La sfida è far rinascere terreni
sfiancati dall’agricoltura intensiva e irrompere nel mercato in continua
crescita, tra moda e realtà, del “gluten free” attraverso la riscoperta e lo
studio in laboratorio della risciola, un grano tenero dal colore rossiccio che
cresce dal 1500, ma dimenticato ormai da decenni.
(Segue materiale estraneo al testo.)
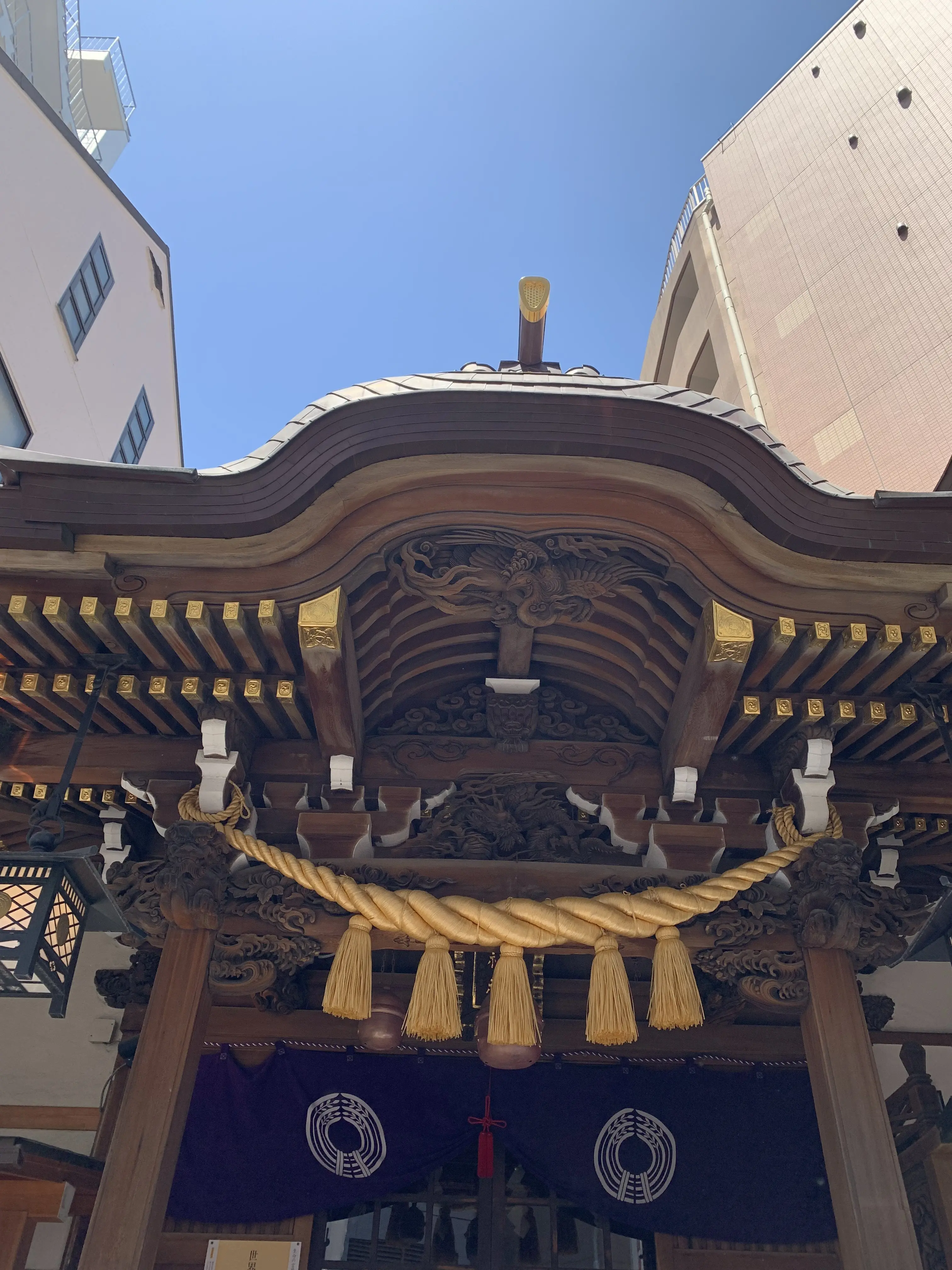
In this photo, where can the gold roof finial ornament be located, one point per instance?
(534, 299)
(534, 304)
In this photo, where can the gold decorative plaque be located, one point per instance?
(320, 621)
(729, 637)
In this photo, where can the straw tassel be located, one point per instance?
(348, 991)
(434, 1006)
(512, 1013)
(611, 1014)
(676, 1001)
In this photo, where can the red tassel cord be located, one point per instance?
(484, 1159)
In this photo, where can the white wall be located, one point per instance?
(53, 1062)
(923, 996)
(55, 203)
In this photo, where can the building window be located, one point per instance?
(136, 432)
(84, 296)
(14, 430)
(704, 374)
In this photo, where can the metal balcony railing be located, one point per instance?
(111, 45)
(697, 193)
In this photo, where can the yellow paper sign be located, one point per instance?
(253, 1255)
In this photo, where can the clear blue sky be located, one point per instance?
(352, 188)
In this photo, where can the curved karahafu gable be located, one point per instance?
(502, 415)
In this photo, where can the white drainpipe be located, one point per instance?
(732, 314)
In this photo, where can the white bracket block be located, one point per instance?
(582, 803)
(517, 688)
(440, 799)
(115, 850)
(342, 771)
(214, 738)
(888, 876)
(214, 793)
(685, 785)
(813, 792)
(881, 820)
(819, 753)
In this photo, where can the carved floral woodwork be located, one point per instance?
(549, 713)
(506, 578)
(508, 818)
(878, 1010)
(131, 987)
(264, 967)
(512, 721)
(192, 879)
(827, 906)
(257, 892)
(767, 978)
(832, 908)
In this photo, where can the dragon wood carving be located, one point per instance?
(506, 578)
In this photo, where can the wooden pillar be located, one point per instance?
(130, 1210)
(866, 1185)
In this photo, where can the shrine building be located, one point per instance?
(518, 790)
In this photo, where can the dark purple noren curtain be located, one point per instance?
(719, 1156)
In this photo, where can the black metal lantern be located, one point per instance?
(48, 898)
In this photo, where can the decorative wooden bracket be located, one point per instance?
(625, 817)
(398, 807)
(331, 673)
(809, 794)
(336, 835)
(113, 846)
(707, 686)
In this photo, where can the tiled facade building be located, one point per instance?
(824, 223)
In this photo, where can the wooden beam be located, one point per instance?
(169, 624)
(17, 1117)
(244, 638)
(866, 1184)
(807, 648)
(749, 1042)
(211, 634)
(706, 690)
(888, 641)
(331, 673)
(851, 639)
(768, 649)
(66, 621)
(271, 623)
(103, 625)
(25, 1203)
(140, 629)
(33, 624)
(744, 716)
(514, 651)
(130, 1211)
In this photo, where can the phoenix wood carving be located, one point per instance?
(549, 713)
(506, 818)
(509, 580)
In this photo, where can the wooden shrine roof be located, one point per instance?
(46, 501)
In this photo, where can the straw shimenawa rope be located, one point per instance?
(513, 925)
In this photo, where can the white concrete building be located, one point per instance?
(87, 333)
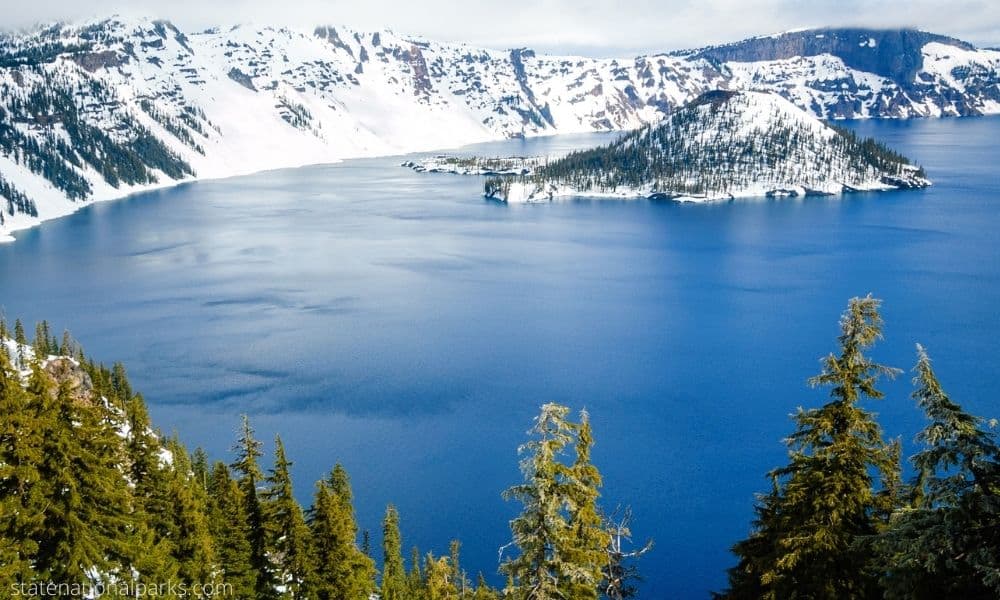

Il terreno di questa sfida è sulle
colline dell’alta Irpinia, dove per il momento sono una ventina i contadini che
hanno aderito al progetto “Comunità Risciola”, ideato dalla famiglia degli
imprenditori Lo Conte, e cioè hanno ripreso a seminare e coltivare in modo
tradizionale, con metodo biologico, i piccoli appezzamenti tramandati da sempre
di padre in figlio.
“Abituati sempre a ricevere dalla terra,
siamo arrivati ad un punto in cui questi campi, sottoposti a colture intensive,
non ripagano il lavoro, non c’è nessun guadagno e in più, negli ultimi anni,
stiamo assistendo a tanti smottamenti e frane” – ci spiega Marco, uno degli
agricoltori, mentre ci mostra il suo campo coltivato a risciola, dal colore più
scuro, sul declivio di una collina a Melito Irpino – “da un paio d’anni abbiamo
deciso di lavorare sulla qualità piuttosto che sulla quantità: dallo stesso
terreno ricavavo 15-18 quintali di grano duro e adesso con la risciola siamo
andati a dimezzare il raccolto”.
È infatti il Gruppo Lo Conte, che
distribuisce gratuitamente anche i semi, ad acquistare tutta la produzione dei
coltivatori iscritti alla comunità Risciola, garantendo una maggiorazione del
60% del prezzo di mercato. Ma non siamo di fronte ad un’operazione di
beneficenza, anche se si tratta di “innovazione sociale”, come ci tiene a
sottolineare Antonio Lo Conte. “Negli anni la nostra azienda si è distinta
nella produzione di farine speciali, ma questa volta con la risciola siamo
andati oltre: abbiamo trovato il modo per togliere la tossicità al glutine,
rendendo la farina di risciola innocua a celiaci e a persone intolleranti a
questa sostanza, ed è un brevetto soltanto nostro”, spiega Antonio Lo Conte.
Nel 2015 il raccolto è stato di due
quintali, quest’anno prevedono di arrivare ai 100 ma “attenzione, non abbiamo
ancora venduto nulla, perché in questa fase il nostro interesse è avere la
materia prima, che era andata perduta. Il primo passo è stato quello di andare
a cercare chi conservava la risciola e quando l’abbiamo trovata nella zona di
Castelfranco in Miscano, il contadino, che la usava per farci il pane in casa e
la custodiva gelosamente, si è insospettito quasi temendo che volessimo
accusarlo di tenere un grano fuorilegge, perché non iscritto al registro delle
sementi allora in vigore”.
La risciola è un grano prezioso anche
perché i semi – non convenendo in termini di resa all’industria mondiale delle
sementi, non sono stati mai incrociati né modificati negli anni, mantenendo
così intatte tutte le proprietà nutrizionali. “Il grano moderno ha l’11-13% di
glutine, invece la risciola parte da una percentuale molto più bassa, che è del
7-9%: questa caratteristica ci ha permesso, in dieci anni di ricerca, di
ottenere il processo di deglutinazione e adesso siamo nella fase finale dei
trial clinici condotti all’ospedale Umberto I di Roma. Entro un anno dovremmo
essere pronti”, spiega Vittorio Valletta, ricercatore nello stabilimento di Lo
Conte a Frigento.
Il passaparola tra i contadini è
iniziato e sono arrivate richieste di seminare la risciola irpina anche dalla
Sardegna, ma forse la cosa più importante di tutta questa impresa, compiuta nel
segno di una agricoltura biologica e che cerca nuove strade per essere
sostenibile anche economicamente, è lo sforzo di preservare la ricchezza e la
tradizione di questa “terra di mezzo”, terra di passione e fatica al centro dei
monti d’Italia, come cantava Virgilio nell’Eneide duemila anni fa: c’è tutto
questo dentro i piccoli semi della risciola.